I feel fretful because this is the month of deadlines: much grading to do, much to do with the publication of my chapbook, my assessment report is due at work, and the life of an administrator means that new projects pop up here and there.
What's the antidote to my anxiety? Take a walk (done!), then do some writing. Yesterday, I was walking through the parking lot at school watching all the students walk and text at the same time. Those of us paying attention heard a roar of jets that could have been fighter planes. I thought of that old nuclear war classic, The Day After, that scene of people standing in line hoping to use a pay phone. I thought of all the aspects of life in 1983 that the movie captured and preserved, all those precious daily life details that I assumed a nuclear war would wipe out at any minute. I never thought about the passage of time doing much the same thing. Similarly, I assume my house will be under water, swallowed by the sea, by the end of the century. But the march of time will obliterate more quickly. Could these ideas be made into a poem?
Or maybe I want to return to a line that I scribbled last December, but didn't develop into a poem: will this be the Christmas that we bake no bread?
I have pumpkin bread in the oven, so maybe a poem about baking is in order.
I still haven't made it to the grocery store, and our cupboards are getting bare. So, this morning, I decided to make pumpkin bread, since I'm out of frozen fruit for my usual breakfast of a smoothie. One of my friends asked for the recipe, and since I typed it out for her, why not share it with you?

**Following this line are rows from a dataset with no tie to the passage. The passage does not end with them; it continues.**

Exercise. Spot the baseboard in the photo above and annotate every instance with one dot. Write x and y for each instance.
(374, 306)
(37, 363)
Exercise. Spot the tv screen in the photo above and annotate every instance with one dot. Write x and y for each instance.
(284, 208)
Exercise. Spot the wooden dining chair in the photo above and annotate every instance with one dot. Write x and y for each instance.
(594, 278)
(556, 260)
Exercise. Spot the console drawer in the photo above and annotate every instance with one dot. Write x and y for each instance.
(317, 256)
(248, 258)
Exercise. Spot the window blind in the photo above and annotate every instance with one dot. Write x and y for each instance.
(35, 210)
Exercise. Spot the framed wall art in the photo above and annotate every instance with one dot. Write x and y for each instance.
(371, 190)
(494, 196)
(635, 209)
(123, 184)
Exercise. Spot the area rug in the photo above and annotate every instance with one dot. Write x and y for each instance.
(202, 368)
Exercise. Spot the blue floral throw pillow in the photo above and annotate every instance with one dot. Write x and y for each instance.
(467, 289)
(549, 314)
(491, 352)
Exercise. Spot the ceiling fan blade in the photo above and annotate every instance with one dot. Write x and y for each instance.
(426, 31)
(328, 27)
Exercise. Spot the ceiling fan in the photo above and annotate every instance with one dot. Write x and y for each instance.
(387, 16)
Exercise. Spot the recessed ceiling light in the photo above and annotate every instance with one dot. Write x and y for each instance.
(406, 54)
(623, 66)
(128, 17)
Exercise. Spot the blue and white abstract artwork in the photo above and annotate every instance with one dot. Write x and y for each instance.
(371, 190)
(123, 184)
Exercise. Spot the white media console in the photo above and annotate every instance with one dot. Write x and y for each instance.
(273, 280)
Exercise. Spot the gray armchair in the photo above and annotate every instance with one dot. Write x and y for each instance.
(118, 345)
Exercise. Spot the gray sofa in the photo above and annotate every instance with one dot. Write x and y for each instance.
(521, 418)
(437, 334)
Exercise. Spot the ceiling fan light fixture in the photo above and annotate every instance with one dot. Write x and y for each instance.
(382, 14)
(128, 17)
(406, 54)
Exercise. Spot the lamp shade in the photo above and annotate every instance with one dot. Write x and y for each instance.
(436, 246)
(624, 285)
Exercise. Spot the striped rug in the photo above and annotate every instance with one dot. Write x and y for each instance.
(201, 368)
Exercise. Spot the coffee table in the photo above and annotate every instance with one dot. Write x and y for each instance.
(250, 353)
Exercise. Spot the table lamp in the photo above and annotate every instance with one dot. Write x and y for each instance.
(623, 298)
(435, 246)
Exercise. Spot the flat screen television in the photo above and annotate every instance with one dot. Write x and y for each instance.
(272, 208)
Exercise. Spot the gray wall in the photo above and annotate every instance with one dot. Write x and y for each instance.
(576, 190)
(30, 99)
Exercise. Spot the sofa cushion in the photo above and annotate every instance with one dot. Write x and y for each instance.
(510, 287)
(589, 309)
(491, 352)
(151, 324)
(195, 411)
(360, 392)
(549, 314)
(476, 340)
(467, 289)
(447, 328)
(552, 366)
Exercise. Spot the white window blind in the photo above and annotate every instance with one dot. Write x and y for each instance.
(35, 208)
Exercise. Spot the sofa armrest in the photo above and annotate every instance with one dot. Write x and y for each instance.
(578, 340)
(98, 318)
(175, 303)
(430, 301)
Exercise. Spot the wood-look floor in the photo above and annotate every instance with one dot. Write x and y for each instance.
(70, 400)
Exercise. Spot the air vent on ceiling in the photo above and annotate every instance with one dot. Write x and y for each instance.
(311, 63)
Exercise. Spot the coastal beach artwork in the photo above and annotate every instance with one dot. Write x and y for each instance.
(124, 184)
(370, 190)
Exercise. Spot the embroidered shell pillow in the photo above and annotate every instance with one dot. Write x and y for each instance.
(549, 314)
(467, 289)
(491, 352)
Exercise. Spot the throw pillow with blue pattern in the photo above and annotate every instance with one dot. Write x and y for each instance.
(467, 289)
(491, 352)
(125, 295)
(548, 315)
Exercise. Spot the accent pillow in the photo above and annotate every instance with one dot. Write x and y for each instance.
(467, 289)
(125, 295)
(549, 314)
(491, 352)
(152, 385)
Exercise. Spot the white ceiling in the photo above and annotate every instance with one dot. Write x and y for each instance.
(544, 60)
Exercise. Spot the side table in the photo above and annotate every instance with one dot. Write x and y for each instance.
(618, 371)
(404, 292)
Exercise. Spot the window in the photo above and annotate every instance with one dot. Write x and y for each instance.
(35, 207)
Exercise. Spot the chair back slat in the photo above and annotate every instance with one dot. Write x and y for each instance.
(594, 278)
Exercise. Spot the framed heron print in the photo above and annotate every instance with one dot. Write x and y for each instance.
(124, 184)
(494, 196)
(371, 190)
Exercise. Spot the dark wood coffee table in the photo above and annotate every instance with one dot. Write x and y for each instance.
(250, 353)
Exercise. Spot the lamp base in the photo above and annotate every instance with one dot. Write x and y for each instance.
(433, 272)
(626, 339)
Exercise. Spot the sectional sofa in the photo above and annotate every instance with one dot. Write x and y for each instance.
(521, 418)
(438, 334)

Yes, this blog doesn't have enough recipes. Never fear, it won't become one of those kind of blogs, the Martha Stewart kind of blog that makes the rest of us feel inadequate. Still, I always enjoy seeing the non-writing creative projects of writers (see Kelli's latest post, for example, and Lorianne DiSabato always posts wonderful photos at her blog, as does Sherry O'Keefe at her blog, and Kristy Bowen not only writes and blogs but has a whole shop of crafted wonders here).
I love this recipe because you can make it healthier, but even if you don't, it's still a treat that's nutritious and perfumes the house as it bakes. It keeps easily for a few days, if you don't gobble it all down right away, and freezes beautifully.

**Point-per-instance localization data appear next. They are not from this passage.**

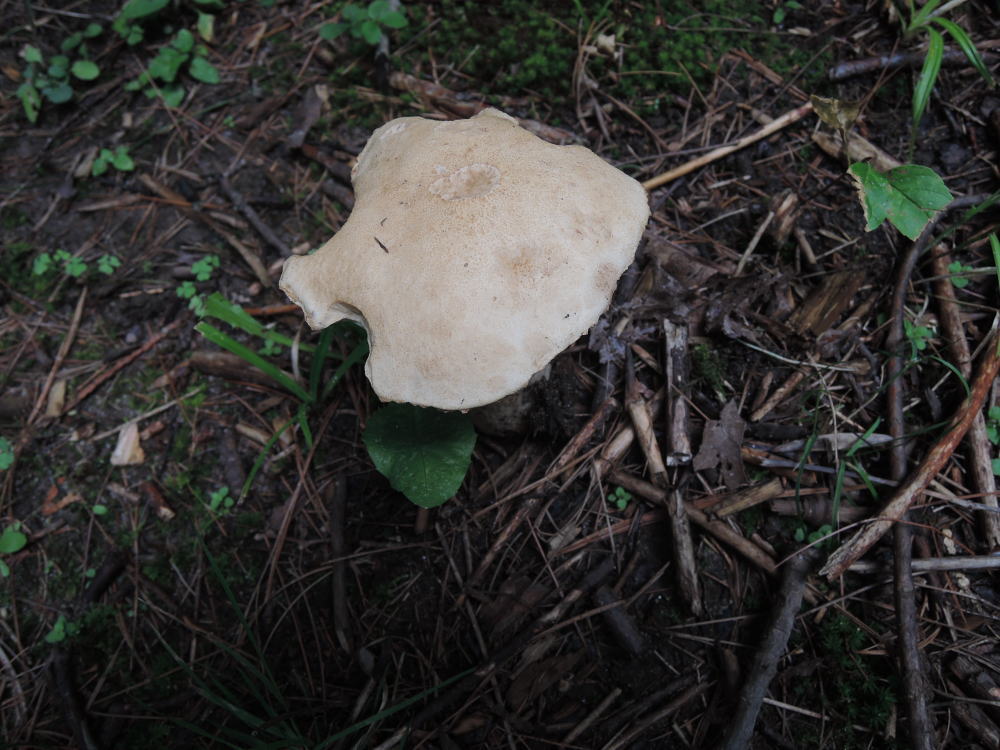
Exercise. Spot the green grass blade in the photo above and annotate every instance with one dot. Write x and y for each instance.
(968, 48)
(261, 457)
(386, 713)
(248, 355)
(928, 75)
(995, 247)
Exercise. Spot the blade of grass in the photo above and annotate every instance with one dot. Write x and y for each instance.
(928, 75)
(248, 355)
(968, 48)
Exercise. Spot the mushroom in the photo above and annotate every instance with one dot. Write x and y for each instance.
(474, 254)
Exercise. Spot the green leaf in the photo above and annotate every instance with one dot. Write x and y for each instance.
(12, 539)
(59, 93)
(85, 70)
(968, 48)
(394, 20)
(31, 101)
(31, 54)
(166, 64)
(141, 8)
(928, 75)
(908, 196)
(424, 453)
(377, 9)
(121, 160)
(71, 41)
(173, 95)
(371, 31)
(206, 26)
(332, 30)
(202, 70)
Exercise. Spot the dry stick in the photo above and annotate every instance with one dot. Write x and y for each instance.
(983, 479)
(905, 496)
(904, 592)
(249, 256)
(680, 454)
(253, 217)
(336, 493)
(718, 529)
(772, 127)
(64, 348)
(765, 663)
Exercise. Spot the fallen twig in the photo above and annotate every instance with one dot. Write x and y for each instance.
(772, 127)
(905, 496)
(765, 663)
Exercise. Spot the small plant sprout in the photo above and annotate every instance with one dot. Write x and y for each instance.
(119, 159)
(6, 454)
(54, 81)
(220, 501)
(365, 23)
(12, 540)
(72, 265)
(620, 498)
(107, 264)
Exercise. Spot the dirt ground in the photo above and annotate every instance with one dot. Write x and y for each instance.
(674, 551)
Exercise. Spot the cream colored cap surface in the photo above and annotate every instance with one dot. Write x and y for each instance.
(475, 253)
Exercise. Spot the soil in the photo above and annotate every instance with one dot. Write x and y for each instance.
(150, 603)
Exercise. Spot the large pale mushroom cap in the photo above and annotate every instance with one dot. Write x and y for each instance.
(475, 253)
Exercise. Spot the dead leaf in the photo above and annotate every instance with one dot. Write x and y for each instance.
(720, 447)
(128, 451)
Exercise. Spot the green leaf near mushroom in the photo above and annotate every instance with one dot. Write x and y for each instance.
(424, 453)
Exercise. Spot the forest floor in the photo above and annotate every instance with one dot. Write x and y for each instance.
(674, 552)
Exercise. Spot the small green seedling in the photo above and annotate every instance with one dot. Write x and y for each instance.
(72, 265)
(6, 454)
(12, 540)
(365, 23)
(119, 159)
(54, 81)
(107, 264)
(220, 501)
(919, 337)
(424, 453)
(957, 269)
(202, 270)
(908, 196)
(160, 77)
(61, 630)
(620, 498)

(from Jane Brody’s Good Food Book)
You can double this recipe easily; if you double it, you can put it in a tube or bundt pan for a prettier cake-like presentation.
You can use applesauce for part of the oil and cut your fat without affecting taste—the less oil you use, the less time it will keep.
½ C. sugar
½ C. vegetable oil
2 eggs (or 1 egg white and 1 whole egg)
¾ C. pumpkin puree ( ½ can)
1 C. white flour
½ C. whole wheat flour
1 tsp. baking powder
1 tsp. baking soda
1 tsp. cinnamon (I also like to add ginger, nutmeg, and allspice)
½ C. chopped walnuts and pecans (optional)
½ C. raisins (optional)
In a large bowl, mix all of the ingredients in the order given. As you add the dry ingredients, be careful not to overmix.
Pour the batter into a greased bread loaf pan. Bake at 350 for about an hour, or until a pick inserted into the middle of the loaf comes out clean. Set the pan on a rack for 10 minutes, then remove the loaf to cool completely.